# Process US County-level Data from NYT

In [20]:
# Import packages
import pandas as pd
import numpy as np
from datetime import datetime
import geopandas as gpd
import mapclassify as mc

Step0:  
Read data and get basic county groups

0.0 Report Data

In [24]:
# Read updated CSV file
df_counties_original = pd.read_csv("./us-counties.csv", dtype={"date": np.string_, 
                                                             "county": np.string_,
                                                             "state": np.string_,
                                                             "fips": np.string_,
                                                            "cases": np.int32,
                                                            "deaths": np.string_})
# Change 'Unknown' fips to '00000' 
df_counties_original['fips'] = df_counties_original['fips'].replace({np.nan: '00000'})
# Change 'Unknown' deaths to 0 and death column to int32 type
df_counties_original['deaths'] = df_counties_original['deaths'].replace({np.nan: 0})
df_counties_original = df_counties_original.astype({'deaths': 'int32'})
df_counties_original.sort_values("fips", ascending=True)

Unnamed: 0,date,county,state,fips,cases,deaths
724935,2020-11-12,Unknown,Puerto Rico,00000,2420,909
103556,2020-04-30,Unknown,Vermont,00000,3,0
103563,2020-04-30,Unknown,Virgin Islands,00000,0,4
592749,2020-10-02,Unknown,Wisconsin,00000,0,10
735607,2020-11-16,Unknown,Alaska,00000,199,0
...,...,...,...,...,...,...
190396,2020-05-29,St. Thomas,Virgin Islands,78030,38,0
537389,2020-09-15,St. Thomas,Virgin Islands,78030,744,12
514737,2020-09-08,St.

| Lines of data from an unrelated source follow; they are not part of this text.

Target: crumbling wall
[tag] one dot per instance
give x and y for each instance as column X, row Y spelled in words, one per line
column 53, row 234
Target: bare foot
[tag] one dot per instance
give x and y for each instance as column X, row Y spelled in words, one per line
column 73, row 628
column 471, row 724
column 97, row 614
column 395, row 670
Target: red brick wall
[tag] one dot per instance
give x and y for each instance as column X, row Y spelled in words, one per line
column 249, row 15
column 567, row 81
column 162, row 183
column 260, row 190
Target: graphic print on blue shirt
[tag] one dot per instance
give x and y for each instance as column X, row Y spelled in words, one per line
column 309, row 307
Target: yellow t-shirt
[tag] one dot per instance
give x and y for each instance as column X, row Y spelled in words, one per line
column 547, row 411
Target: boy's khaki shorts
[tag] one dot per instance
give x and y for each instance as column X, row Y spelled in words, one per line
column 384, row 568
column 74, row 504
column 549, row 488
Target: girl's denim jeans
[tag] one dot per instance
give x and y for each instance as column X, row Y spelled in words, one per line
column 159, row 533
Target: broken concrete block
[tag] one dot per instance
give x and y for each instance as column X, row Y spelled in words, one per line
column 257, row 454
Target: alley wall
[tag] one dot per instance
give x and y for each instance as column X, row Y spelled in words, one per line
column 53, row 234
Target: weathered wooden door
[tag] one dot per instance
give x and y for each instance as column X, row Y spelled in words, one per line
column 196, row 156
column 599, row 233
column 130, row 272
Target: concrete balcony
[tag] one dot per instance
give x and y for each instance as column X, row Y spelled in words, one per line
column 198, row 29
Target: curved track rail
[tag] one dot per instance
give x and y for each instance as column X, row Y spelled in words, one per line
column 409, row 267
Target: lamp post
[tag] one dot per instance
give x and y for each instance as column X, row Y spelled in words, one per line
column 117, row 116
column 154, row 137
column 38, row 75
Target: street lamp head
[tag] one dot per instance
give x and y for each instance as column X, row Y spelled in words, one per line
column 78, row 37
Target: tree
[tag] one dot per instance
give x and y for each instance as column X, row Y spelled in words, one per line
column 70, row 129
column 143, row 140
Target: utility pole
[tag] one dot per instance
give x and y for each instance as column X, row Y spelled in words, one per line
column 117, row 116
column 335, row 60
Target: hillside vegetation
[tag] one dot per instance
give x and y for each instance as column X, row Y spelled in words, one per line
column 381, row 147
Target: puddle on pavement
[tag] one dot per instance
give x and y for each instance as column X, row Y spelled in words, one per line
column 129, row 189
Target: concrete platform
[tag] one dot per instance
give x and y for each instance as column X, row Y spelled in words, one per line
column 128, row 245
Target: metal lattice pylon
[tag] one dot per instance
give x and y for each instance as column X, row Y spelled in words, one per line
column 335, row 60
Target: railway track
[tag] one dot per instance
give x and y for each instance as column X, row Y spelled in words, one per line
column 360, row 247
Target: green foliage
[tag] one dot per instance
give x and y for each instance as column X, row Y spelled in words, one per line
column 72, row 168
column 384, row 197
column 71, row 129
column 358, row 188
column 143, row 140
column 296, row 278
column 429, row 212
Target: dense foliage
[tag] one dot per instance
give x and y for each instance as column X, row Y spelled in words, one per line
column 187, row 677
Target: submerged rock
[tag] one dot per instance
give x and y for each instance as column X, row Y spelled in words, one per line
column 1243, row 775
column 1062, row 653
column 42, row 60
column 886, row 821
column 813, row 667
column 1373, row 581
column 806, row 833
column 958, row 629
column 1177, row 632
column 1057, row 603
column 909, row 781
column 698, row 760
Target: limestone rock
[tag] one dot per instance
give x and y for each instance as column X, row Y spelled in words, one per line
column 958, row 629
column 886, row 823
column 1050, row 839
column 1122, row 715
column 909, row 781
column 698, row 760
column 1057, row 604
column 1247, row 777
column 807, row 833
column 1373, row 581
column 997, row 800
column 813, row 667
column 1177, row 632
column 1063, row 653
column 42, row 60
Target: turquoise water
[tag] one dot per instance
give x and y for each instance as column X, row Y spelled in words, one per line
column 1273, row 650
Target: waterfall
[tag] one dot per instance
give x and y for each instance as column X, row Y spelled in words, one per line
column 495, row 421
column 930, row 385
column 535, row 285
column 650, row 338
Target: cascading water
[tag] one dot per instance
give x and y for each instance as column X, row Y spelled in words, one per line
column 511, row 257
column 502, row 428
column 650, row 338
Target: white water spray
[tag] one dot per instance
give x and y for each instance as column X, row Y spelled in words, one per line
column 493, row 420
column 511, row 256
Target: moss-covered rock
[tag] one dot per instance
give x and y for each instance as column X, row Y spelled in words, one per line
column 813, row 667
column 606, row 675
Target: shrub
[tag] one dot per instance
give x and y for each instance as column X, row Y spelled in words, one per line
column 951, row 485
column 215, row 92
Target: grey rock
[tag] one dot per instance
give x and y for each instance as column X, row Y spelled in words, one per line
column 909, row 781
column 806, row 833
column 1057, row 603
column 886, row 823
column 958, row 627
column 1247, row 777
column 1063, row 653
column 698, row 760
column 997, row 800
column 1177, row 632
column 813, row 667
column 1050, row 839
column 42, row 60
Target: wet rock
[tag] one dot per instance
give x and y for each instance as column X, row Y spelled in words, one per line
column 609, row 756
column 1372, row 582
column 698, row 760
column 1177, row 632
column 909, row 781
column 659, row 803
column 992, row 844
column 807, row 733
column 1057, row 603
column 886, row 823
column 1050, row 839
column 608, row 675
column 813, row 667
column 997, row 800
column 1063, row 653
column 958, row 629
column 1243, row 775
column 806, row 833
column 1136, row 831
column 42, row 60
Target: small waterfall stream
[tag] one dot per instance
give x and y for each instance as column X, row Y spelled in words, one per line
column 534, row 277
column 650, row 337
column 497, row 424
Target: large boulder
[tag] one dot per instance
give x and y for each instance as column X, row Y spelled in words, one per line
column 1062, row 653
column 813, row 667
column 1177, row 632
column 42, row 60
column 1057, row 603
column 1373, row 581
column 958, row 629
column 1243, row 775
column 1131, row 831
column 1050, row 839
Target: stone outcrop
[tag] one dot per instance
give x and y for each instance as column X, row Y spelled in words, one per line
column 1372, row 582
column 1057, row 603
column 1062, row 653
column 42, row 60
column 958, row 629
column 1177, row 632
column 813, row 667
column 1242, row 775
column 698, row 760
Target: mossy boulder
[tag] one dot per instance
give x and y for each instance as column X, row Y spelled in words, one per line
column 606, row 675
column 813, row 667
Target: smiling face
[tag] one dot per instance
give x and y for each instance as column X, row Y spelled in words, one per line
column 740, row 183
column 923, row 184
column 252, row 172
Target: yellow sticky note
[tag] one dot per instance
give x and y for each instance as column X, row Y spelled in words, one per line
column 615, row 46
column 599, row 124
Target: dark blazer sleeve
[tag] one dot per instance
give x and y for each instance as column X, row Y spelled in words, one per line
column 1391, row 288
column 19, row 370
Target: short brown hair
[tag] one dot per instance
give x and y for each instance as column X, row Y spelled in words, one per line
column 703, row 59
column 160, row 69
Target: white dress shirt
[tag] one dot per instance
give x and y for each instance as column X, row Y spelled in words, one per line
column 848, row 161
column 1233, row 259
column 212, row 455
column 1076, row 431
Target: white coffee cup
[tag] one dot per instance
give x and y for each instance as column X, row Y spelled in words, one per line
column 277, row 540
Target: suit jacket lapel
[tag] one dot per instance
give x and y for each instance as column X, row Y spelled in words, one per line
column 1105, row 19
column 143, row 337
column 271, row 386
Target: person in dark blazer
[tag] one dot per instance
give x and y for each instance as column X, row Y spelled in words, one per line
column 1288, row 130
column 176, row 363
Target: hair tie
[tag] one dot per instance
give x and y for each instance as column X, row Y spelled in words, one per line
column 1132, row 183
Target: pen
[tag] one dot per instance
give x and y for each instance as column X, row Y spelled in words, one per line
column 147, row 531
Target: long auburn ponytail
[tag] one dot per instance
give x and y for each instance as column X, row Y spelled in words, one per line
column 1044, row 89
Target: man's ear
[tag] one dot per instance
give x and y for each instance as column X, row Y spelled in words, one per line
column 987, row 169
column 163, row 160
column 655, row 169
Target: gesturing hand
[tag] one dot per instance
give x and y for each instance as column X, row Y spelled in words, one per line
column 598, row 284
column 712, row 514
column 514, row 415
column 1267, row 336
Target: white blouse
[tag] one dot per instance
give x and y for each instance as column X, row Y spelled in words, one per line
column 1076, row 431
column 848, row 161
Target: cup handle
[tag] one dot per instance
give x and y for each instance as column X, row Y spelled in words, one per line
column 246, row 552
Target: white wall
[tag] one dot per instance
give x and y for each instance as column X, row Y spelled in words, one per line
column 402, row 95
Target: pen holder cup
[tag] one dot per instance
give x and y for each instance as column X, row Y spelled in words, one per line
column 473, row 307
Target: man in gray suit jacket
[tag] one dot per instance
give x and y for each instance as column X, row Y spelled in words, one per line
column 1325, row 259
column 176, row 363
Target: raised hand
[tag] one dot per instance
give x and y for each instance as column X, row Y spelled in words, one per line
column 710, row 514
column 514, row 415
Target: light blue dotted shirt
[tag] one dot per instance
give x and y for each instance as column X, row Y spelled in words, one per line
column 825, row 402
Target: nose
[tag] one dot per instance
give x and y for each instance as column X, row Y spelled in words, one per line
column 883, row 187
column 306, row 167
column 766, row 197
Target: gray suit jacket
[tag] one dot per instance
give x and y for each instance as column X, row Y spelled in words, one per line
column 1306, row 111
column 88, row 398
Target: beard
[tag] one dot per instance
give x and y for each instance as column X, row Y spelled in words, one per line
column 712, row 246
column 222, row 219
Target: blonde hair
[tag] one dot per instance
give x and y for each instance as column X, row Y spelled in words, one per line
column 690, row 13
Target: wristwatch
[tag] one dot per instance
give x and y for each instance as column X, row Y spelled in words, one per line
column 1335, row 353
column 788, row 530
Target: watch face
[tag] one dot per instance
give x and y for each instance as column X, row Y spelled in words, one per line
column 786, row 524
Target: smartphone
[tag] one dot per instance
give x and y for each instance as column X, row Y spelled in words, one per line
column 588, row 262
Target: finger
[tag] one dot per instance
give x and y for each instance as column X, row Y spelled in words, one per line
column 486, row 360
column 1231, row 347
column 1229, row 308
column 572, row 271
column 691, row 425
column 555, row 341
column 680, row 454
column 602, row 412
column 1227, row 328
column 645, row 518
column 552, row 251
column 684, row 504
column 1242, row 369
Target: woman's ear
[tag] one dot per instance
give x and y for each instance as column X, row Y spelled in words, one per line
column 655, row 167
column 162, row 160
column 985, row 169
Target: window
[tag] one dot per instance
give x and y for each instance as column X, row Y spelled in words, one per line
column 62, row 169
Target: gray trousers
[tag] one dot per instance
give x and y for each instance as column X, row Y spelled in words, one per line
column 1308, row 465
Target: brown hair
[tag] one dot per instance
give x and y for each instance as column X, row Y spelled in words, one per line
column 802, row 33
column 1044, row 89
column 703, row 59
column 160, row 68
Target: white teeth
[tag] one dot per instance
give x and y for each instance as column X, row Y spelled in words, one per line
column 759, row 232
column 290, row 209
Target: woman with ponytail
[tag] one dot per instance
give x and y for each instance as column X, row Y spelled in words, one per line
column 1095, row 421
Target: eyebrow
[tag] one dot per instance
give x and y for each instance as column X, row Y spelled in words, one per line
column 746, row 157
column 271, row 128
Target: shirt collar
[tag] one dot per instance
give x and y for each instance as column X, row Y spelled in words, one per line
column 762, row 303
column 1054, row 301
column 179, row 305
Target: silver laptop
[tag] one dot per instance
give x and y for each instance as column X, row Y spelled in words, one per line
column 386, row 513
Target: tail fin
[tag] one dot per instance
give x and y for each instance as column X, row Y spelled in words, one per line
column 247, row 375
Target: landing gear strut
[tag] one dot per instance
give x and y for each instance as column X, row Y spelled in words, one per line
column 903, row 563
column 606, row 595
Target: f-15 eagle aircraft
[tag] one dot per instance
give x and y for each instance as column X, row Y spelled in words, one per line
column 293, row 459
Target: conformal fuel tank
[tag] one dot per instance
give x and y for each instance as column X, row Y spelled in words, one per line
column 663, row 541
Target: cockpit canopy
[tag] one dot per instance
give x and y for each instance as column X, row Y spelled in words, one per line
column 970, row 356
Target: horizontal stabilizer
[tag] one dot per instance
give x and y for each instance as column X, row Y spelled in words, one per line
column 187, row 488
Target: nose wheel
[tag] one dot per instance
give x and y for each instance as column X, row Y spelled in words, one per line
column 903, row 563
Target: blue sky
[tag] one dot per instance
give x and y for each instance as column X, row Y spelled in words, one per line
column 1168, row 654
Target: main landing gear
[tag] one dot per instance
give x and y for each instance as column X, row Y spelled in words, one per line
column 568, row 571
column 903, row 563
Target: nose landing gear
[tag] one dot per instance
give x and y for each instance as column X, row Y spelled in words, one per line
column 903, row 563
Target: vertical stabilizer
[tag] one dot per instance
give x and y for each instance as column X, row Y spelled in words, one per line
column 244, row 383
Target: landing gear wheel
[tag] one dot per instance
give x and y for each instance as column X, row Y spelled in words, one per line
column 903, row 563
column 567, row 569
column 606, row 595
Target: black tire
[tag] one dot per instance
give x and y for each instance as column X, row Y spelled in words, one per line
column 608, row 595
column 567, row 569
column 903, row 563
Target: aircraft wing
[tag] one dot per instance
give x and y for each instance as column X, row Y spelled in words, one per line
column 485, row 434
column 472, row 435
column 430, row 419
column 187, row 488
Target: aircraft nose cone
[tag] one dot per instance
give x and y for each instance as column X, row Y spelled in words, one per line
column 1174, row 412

Thomas,Virgin Islands,78030,712,11
670312,2020-10-26,St. Thomas,Virgin Islands,78030,779,14


In [25]:
df_counties_original.dtypes

date      object
county    object
state     object
fips      object
cases      int32
deaths     int32
dtype: object

0.1 GeoJSON Data

In [None]:
# Read GeoJson data
old_counties_geojson_df = gpd.read_file(r"./counties_update_new.geojson")
old_counties_geojson_df.head(5)

0.2 Group Data to Counties

In [None]:
# Transform cases/deaths data table to pivot table using fips as main index
pivot_counties = pd.pivot_table(df_counties_original , index=['state','county','fips'],
                       columns=['date'])
pivot_counties = pivot_counties.replace(np.nan, 0)
pivot_counties

0.3 Get Date Info

In [None]:
# Get dates from data table
date= pivot_counties['cases'].columns
date

In [None]:
# Sort dates and get the start/end
date_str = np.sort(date)
dt_str_start=np.min(date_str)
dt_str_end=np.max(date_str)

In [None]:
# Format dates and create a list
start = datetime.strptime(dt_str_start, "%Y-%m-%d")
end = datetime.strptime(dt_str_end, "%Y-%m-%d")
dt_range = pd.date_range(start=start,end=end)
print(len(dt_range), dt_range)
dt_range_str = list(map(lambda x: x.strftime("%Y-%m-%d"), dt_range.tolist()))
print(len(dt_range_str), dt_range_str)

Step1:  
Add Cases Time Series, First Case Date, Death Time Series, First Death Date

In [None]:
# import json
# pivot_counties['cases_ts'] = json.dumps({"values": pivot_counties['cases'].values.tolist()[0]})
# pivot_counties['deaths_ts'] =  json.dumps({"values": pivot_counties['deaths'].values.tolist()[0]})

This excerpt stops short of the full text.